Abstract
Background
There are currently no reliable predictive factors for gastric cancer recurrence. The aim of this study was to evaluate the relationship between bcl-2 expression and risk of gastric cancer recurrence.
Methods
From January 1996 to December 2007, 449 gastric cancer patients who underwent curative resection were retrospectively studied. The expression levels of bcl-2 were examined by immunohistochemistry. Logistic regression was performed to identify independent risk factors for overall recurrence of gastric cancer.
Results
151 patients (33.6%) experienced recurrences. The median time to recurrence was 17.0 months, 113 (74.8%) patients had recurrences within 2 years. Peritoneal recurrence was the most prevalent pattern, followed by hematogenous metastasis in which the liver was the most common site. Depth of invasion, lymph node metastases, and negative expression of bcl-2 were independent risk factors for overall recurrence. The overall survival time of recurrent patients was 22.7 months. The median survival time after recurrence was 6.7 months.
Conclusion
The depth of invasion, lymph node metastases and expression of bcl-2 are independent factors for predicting gastric cancer recurrence.
Keywords: Gastric cancer, recurrence, clinicopathological factors, bcl-2
Background
Although the incidence of gastric cancer has been declining substantially for several decades, it is still the fourth most common cancer and the second most frequent cause of cancer death [1,2]. Although the majority of patients with early-stage gastric cancer can have long survival times after surgery, approximately 40% of patients die from recurrence, even after undergoing curative surgery [3]. The presence or absence of recurrence is widely considered to be the most important predictor for survival, as the prognosis for patients with recurrence is extremely dismal.
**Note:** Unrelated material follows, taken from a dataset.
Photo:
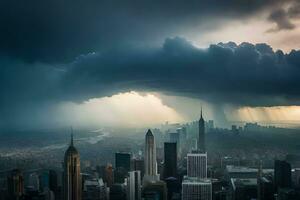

Therefore, it is very important to precisely predict the risk of recurrence at an early stage in order to improve prognosis of patients with recurrence. However, it has been demonstrated that routine followup after surgery for gastric cancer is not helpful in detecting recurrence at an early stage [4]. Therefore, it is essential to investigate specific factors that can identify subgroups of patients with more aggressive disease. Recently, some studies have shown that pathological factors such as lymph node status, depth of invasion, and tumor size, play a crucial role in predicting recurrence after gastrectomy [5,6]. However, it is difficult to predict recurrence using common clinicopathological factors. Given that some biological markers, such as oncogenes, tumor-suppressor genes, cell-cycle regulators, and DNA repair genes, are related to tumor genesis, growth, invasion and metastasis, many investigators are searching for new predictive factors among these molecular markers. In a previous study, we evaluated the prognostic value of biological markers such as p53, bcl-2, bax, and c-myc in gastric cancer, and found that bcl-2 was significantly associated with prognosis in gastric cancer patients [7]. Therefore, we hypothesized that bcl-2 expression may reflect tumor characteristics, and thus, serve as a reliable indicator for predicting recurrence. The objective of the current study is to determine whether bcl-2 expression can predict disease recurrence after curative resection in patients with gastric cancer.
Methods
Patients
Between January 1996 and December 2007, 4,426 patients with histologically confirmed primary gastric adenocarcinoma underwent gastrectomy at the Department of Gastric Cancer and Soft Tissue Sarcoma in Fudan University Shanghai Cancer Center. Out of these patients, 449 cases were selected. These patients’ specimens were stained immunohistochemically. Data were retrieved from patients’ operative and pathological reports. Follow-up data were obtained by phone, letter, and the outpatient clinical database. Staging was performed according to the Union for International Cancer Control (UICC) TNM Staging Classification for Carcinoma of the Stomach (Seventh Edition, 2010) [8]. A followup of all patients was carried out according to our standard protocol (every three months for at least 2 years, every 6 months for the next 3 years, and after 5 years every 12 months for life). The check-up items included physical examination, tumor-marker examination, ultrasound, chest radiography, computed tomographic scan, and endoscopic examination. The range of the followup was from January 1996 to May 2010. The median follow-up time was 76.5 months at the time of analysis. Written informed consent had been obtained from all the patients, and this study was approved by the Ethical Committee of Shanghai Cancer Center of Fudan University. The study was retrospective.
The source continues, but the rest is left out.